Qu’en est-il de l’audience ? Le public est-il au rendez-vous ?

Le public répond présent même si nous n’avons pas encore communiqué sur la réouverture officielle du Centre des arts. Les artistes se chargent eux-mêmes de leur promotion. Cependant, la société Ashtag média va bientôt débuter une communication officielle sur les activités du Centre. La salle a été optimisée pour offrir plus de confort et accueillir les artistes que nous avons sollicités pour présenter leurs spectacles. En plus des nouveaux équipements, la sécurité est garantie, puisque la salle est située dans un hôtel 5 étoiles.

Par ailleurs, la programmation sera distincte. Nous avons élaboré une convention avec une école de cinéma pour organiser des projections des travaux de diplômés. Nous avons également programmé des projections dans le cadre de l’événement « 48 hour film project ».

En tant qu’initiateur du festival du monodrame, allez-vous continuer à organiser cet événement dans le nouveau Centre des arts ?

Sans aucun doute. La 8e édition se tiendra du 30 avril au 3 mai 2026 au Centre des arts de l’Africa et à la Maison de la culture Ibn-Rachiq. Depuis septembre 2025, nous avons lancé les demandes de participation. Nous avons reçu des réponses d’Espagne, de Colombie, des États-Unis et de plusieurs autres pays. Une Foire du livre consacrée aux ouvrages de théâtre, avec la publication de deux nouveaux livres, se déroulera avenue Bourguiba, en collaboration avec plusieurs pays arabes. Le programme inclura également des représentations de théâtre de rue et de la citoyenneté avenue Bourguiba.

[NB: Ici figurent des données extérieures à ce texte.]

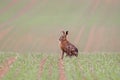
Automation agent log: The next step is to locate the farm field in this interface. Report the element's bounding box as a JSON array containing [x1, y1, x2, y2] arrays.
[[0, 52, 120, 80], [0, 0, 120, 80]]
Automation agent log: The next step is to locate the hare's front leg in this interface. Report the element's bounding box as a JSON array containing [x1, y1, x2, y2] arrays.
[[61, 51, 64, 59]]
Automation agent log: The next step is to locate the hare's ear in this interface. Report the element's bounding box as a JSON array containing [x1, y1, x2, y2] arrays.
[[62, 31, 65, 35], [66, 31, 68, 35]]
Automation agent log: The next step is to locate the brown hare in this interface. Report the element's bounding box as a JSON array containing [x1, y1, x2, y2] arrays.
[[59, 31, 78, 59]]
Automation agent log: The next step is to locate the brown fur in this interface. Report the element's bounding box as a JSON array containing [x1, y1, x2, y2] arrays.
[[59, 31, 78, 59]]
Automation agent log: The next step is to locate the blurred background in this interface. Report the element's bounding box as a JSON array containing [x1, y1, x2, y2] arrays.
[[0, 0, 120, 53]]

Le conte sera présent dans quatre gouvernorats du Grand Tunis : Tunis, Ben Arous, Ariana et Manouba, avec des conteurs venant de France, d’Italie, de Tunisie et d’autres pays arabes. Ils seront accueillis par ces villes, qui les prendront en charge et leur feront découvrir les principaux sites et monuments.

La compétition officielle inclura 13 monodrames, 25 spectacles de théâtre de rue et de la citoyenneté, et 30 représentations de contes. Deux jurys seront constitués, le premier présidé par le Ds Khaled Jajel, metteur en scène égyptien, en compagnie de Slimane Arti (Kuwait), Nozha Nejm (Irak) et Driss Ben Hadid (Algérie). Le second jury sera dirigé par la Koweitienne Leila Hadded et comprendra deux autres membres tunisiens.

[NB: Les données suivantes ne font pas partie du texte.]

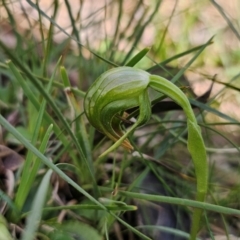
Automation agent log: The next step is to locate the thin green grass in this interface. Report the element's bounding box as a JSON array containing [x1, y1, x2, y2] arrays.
[[0, 0, 240, 240]]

Quelle sera la programmation pendant le mois de Ramadan ?

Nous avons prévu des spectacles tout au long du mois de Ramadan. Nous souhaitons créer de nouvelles formules sous le titre « Layali ramadanesques de l’Africa », avec un programme très varié, incluant la célèbre nuit des dramatiques TV qui se tenait autrefois à la Maison de la culture Ibn-Khaldoun. Cette soirée de débat autour des dramatiques télévisées tunisiennes du mois de Ramadan se tiendra le 23 du mois sacré, avec la participation d’artistes, de réalisateurs et de critiques, dans le but de réfléchir à l’avenir des séries télé.

Nous avons également programmé « La nuit du cinéma », en collaboration avec Olfa Chakroun de l’école de cinéma de Denden, pour donner de la visibilité aux films des diplômés. Concernant la musique, un spectacle de variété animé par Mohamed Abid avec sa troupe « Ennaghem » de Tarab sera proposé le 26 février. D’autres artistes, tels que Lilia Nechi et Jamel Chebbi, se produiront, sans oublier le chant soufi avec « Tatriz ». La programmation sera riche et variée, offrant au public un large choix pour ses soirées ramadanesques.